Gerimis masih awet, seperti tugas tugasku. Aku hanya membeli sekaleng kopi instant dingin lalu berjalan ke kasir. Ada 2 tempat kasir, kebetulan salah satunya tinggal 1 antrian, satunya masih sekitar 4 orang. Secara alamiah naluri seorang manusia, aku memilih menuju antrian yang sepi.
Baru saja aku meletakkan belanjaku, seorang bapak paruh baya bersama istrinya berkata dengan nada membentak
'loh kenapa mbaknya dulu yang di layani?!'
Pertanyaannya ditujukan pada kasir dihadapanku
'Saya sudah antri dari tadi!' Lanjutnya
Ah bau bau ribut, batinku.
Aku mundur saja selangkah. Kasir di depanku mempersilahkan bapak tadi untuk 'mendahului' antrianku, demi menjaga ketenangan suasana gerimis malam yang syahdu.
Ah tapi ternyata drama masih berlajut,
'Kamu berani ya sama saya! Saya nunggu dari tadi tidak dilayani!'
Si bapak masih berapi, sang istri pun hanya bisa bergelayut manja tanpa usaha menenangkan suami. Sesekali tatapan tidak suka nya dilemparkan pada barisan orang di belakangnya.

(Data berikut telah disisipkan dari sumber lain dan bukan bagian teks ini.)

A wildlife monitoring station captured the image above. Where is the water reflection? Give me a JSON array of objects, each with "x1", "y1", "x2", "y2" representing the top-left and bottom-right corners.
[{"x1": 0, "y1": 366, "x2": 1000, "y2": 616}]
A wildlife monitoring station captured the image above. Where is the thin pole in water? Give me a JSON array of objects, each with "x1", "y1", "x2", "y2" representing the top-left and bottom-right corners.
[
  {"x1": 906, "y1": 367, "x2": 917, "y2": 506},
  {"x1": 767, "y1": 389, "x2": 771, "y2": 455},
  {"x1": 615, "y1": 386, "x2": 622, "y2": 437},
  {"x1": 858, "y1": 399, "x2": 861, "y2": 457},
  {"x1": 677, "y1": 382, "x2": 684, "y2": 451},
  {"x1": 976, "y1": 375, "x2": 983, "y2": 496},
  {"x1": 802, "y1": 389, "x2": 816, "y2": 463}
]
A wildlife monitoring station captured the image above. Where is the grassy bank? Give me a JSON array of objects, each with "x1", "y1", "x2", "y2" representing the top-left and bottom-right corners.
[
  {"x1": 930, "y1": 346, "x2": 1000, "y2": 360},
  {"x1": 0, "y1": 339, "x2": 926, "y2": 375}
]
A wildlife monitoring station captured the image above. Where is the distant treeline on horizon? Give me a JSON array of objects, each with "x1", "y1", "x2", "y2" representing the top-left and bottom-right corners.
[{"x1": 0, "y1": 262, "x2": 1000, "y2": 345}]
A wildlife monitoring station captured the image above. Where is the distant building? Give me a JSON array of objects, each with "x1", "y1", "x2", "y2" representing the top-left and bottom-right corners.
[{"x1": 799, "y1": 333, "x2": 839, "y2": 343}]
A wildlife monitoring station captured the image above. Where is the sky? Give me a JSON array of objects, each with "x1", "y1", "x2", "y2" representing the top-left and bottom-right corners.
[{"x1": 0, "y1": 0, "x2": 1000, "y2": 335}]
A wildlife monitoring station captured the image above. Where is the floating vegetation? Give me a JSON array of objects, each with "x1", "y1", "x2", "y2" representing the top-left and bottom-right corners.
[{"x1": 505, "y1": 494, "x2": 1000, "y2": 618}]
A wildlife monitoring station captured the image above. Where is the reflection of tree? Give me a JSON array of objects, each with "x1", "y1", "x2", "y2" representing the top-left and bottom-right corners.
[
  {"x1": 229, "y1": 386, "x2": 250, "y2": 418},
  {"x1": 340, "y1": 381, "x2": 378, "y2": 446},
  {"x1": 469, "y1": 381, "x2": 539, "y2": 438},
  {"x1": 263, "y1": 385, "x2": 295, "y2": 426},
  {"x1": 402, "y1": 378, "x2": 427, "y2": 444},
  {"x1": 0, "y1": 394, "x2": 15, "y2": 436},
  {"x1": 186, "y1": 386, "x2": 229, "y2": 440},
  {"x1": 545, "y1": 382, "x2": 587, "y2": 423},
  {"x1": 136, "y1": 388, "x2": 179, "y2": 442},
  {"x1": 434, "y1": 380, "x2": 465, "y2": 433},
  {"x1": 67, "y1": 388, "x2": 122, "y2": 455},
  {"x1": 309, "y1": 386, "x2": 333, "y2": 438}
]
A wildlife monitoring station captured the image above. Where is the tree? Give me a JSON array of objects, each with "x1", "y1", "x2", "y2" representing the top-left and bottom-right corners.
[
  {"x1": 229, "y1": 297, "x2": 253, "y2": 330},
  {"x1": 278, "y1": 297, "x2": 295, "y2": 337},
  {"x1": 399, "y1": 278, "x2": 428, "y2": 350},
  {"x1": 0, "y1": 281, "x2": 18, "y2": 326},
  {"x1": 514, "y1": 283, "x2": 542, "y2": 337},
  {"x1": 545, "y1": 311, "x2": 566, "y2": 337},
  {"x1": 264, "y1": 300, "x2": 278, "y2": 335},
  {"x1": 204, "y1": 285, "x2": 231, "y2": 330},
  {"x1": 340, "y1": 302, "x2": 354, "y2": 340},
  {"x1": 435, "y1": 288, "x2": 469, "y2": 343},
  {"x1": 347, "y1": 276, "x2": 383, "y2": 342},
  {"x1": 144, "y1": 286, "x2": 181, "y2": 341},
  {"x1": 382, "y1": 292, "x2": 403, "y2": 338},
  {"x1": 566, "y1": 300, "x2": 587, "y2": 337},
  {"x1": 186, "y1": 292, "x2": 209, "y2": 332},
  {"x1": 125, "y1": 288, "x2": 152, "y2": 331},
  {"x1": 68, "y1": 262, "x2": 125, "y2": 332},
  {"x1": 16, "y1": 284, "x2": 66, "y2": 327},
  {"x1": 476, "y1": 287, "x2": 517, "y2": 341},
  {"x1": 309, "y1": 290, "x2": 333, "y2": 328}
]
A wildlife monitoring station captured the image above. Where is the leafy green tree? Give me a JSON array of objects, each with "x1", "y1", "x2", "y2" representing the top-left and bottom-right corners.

'Mohon maaf pak kami lupa meletakkan signage close di kasir sebelah, sudah tutup'
'Gimana sih, yang bener kalian kalo kerja! Dijaga attitude kalian!'
Kasir tadi hanya diam saja sambil terus memasukkan belanjaan kedalam kantong plastik.
'Heh jangan kurang ajar kamu!' Hardik si bapak
'Saya ini bos di Surabaya! Jangan kurang ajar kamu! Jadi kasir saja gak becus!'
Aku dan beberapa penonton drama ini hanya terdiam sambil geleng geleng kepala. Sebuah cuplikan scene tokih antagonis drama di play pada dunia nyata.
Aku tidak habis pikir, apa motivasi beliau berkata kasar dengan kalimat merendahkan hanya karena sedikit terlambat dilayani. Yang lebih tidak habis pikir adalah, masih ada saja rasa tinggi diri atas strata sosial. Lalu kenapa jika anda bos dan dia kasir? Bangga sekali akan suatu hal yang fana dan sementara.
Belum lagi gertakan dengan embel embel attitude, oh god tolong limpahkan rejeki yang lebih agar bapak tadi bisa membeli kaca. Disini siapa yang attitude dan moral nya patut dipertanyakan?
Yasudahlah, biar penonton saja yang menilai. Aku harus kembali menyelesaikan tugas.